Bronislava Nijinska est la sœur cadette du célèbre danseur et chorégraphe Vaslav Nijinski. Elle a partagé sa formation à Saint-Pétersbourg et l’a assisté dans l’élaboration de ses chefs-d’œuvre pour les Ballets russes.
Quel est le ballet le plus célèbre de Bronislava Nijinska ?

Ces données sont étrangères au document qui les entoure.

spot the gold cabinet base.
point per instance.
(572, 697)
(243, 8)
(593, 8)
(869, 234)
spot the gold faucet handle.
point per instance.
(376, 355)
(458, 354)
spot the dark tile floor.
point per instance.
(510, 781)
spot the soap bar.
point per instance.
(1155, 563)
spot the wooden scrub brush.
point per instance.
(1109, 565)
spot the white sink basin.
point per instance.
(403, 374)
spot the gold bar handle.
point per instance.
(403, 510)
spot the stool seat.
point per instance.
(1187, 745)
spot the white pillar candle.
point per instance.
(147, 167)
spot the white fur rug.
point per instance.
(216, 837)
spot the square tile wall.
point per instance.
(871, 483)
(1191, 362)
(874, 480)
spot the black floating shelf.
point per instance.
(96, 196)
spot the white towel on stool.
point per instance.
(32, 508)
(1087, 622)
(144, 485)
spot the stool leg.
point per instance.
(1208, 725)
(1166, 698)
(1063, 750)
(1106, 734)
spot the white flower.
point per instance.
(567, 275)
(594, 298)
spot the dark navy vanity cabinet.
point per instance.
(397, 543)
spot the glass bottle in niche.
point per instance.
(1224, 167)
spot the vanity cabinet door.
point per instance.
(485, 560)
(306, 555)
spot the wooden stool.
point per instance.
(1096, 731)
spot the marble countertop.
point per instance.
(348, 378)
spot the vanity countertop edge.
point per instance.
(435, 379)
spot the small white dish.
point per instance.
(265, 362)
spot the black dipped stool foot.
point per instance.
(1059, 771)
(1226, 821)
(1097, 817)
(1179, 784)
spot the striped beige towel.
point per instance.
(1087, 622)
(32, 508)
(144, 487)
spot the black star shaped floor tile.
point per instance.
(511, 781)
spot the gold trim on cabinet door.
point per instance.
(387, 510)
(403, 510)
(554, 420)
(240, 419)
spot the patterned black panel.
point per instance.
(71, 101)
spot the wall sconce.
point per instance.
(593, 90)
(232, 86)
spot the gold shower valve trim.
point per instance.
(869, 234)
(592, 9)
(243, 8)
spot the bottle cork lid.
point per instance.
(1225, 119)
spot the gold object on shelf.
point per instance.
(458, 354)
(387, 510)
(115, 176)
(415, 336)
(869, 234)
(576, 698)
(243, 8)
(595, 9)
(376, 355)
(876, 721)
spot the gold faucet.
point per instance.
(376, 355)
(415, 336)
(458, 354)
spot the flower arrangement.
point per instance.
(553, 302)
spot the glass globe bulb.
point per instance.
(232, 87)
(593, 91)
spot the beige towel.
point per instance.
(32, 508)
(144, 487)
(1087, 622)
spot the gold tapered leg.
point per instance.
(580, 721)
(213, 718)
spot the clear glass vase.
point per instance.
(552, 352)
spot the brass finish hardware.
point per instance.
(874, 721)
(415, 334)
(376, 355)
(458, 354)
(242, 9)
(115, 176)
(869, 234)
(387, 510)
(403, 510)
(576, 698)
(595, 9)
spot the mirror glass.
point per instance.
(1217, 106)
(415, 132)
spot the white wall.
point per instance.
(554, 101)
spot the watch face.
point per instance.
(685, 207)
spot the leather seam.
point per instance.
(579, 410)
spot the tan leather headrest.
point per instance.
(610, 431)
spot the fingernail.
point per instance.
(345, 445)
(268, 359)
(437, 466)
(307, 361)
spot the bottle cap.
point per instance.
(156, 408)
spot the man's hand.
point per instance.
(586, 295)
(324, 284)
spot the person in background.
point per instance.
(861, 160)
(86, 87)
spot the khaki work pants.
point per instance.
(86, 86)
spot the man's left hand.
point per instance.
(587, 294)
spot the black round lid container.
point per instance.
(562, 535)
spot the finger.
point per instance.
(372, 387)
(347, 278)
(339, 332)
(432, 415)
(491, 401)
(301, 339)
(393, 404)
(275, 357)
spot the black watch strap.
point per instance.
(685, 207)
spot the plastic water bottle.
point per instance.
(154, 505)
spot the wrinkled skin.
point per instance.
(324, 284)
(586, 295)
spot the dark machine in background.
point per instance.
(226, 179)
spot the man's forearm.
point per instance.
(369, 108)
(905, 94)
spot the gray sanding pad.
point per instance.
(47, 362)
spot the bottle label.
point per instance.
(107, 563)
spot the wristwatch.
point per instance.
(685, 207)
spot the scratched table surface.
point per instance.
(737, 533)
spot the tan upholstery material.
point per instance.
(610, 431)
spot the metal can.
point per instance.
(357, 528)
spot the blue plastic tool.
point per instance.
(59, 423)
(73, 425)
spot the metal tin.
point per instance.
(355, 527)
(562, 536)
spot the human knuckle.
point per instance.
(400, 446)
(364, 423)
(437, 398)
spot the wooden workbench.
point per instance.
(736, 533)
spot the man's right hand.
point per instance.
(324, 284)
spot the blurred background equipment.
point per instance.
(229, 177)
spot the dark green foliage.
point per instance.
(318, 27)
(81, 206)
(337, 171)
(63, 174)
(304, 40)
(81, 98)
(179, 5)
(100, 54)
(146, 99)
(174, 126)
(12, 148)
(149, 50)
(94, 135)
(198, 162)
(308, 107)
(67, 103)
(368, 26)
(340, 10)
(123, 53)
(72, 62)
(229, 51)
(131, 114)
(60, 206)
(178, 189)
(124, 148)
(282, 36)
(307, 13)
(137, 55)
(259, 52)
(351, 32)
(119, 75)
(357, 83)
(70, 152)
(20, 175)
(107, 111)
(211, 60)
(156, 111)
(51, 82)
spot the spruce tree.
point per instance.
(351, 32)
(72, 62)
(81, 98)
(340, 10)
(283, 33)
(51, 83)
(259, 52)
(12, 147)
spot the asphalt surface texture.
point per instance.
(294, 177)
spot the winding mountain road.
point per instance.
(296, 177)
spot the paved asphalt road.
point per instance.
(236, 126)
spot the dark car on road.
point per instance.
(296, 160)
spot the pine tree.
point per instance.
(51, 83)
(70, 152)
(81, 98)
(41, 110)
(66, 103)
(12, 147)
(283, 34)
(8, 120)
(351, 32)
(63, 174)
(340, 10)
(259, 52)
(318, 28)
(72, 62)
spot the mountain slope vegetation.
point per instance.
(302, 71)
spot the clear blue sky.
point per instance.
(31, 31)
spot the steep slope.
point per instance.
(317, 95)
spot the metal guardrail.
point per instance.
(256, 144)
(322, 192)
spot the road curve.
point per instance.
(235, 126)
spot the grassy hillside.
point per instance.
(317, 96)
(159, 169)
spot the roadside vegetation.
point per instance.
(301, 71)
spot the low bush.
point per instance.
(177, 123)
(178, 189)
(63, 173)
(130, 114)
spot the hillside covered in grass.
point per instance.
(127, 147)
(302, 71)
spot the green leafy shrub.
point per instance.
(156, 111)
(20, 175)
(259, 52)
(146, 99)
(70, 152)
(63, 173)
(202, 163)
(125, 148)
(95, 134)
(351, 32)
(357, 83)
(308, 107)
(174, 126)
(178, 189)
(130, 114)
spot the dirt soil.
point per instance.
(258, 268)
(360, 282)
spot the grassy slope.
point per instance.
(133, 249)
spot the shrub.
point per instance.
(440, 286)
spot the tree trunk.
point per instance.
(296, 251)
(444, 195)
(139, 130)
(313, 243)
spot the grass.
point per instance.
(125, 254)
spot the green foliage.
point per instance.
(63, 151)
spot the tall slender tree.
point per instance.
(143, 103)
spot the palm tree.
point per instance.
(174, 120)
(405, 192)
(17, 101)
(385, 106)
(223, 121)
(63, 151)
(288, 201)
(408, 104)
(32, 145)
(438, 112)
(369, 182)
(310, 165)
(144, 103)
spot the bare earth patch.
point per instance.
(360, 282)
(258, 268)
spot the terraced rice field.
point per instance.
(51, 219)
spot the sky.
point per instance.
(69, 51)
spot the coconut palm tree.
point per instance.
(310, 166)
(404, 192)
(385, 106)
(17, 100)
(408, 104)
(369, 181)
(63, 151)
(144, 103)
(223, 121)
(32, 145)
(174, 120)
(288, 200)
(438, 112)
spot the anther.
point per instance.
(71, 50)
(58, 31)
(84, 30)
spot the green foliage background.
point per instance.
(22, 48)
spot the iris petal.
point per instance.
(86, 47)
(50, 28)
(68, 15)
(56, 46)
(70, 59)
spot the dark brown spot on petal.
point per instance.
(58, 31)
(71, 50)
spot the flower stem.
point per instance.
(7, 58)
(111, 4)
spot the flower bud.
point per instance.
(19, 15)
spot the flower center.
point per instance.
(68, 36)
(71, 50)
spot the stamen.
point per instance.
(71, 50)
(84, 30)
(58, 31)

Son chef-d’œuvre absolu est Les Noces, créé en 1923 sur une musique d’Igor Stravinsky. Ce ballet, qui met en scène un rite de mariage paysan russe, est reconnu pour sa rigueur géométrique, son ancrage au sol et sa modernité radicale.
Comment Bronislava Nijinska a-t-elle marqué l’histoire de la danse ?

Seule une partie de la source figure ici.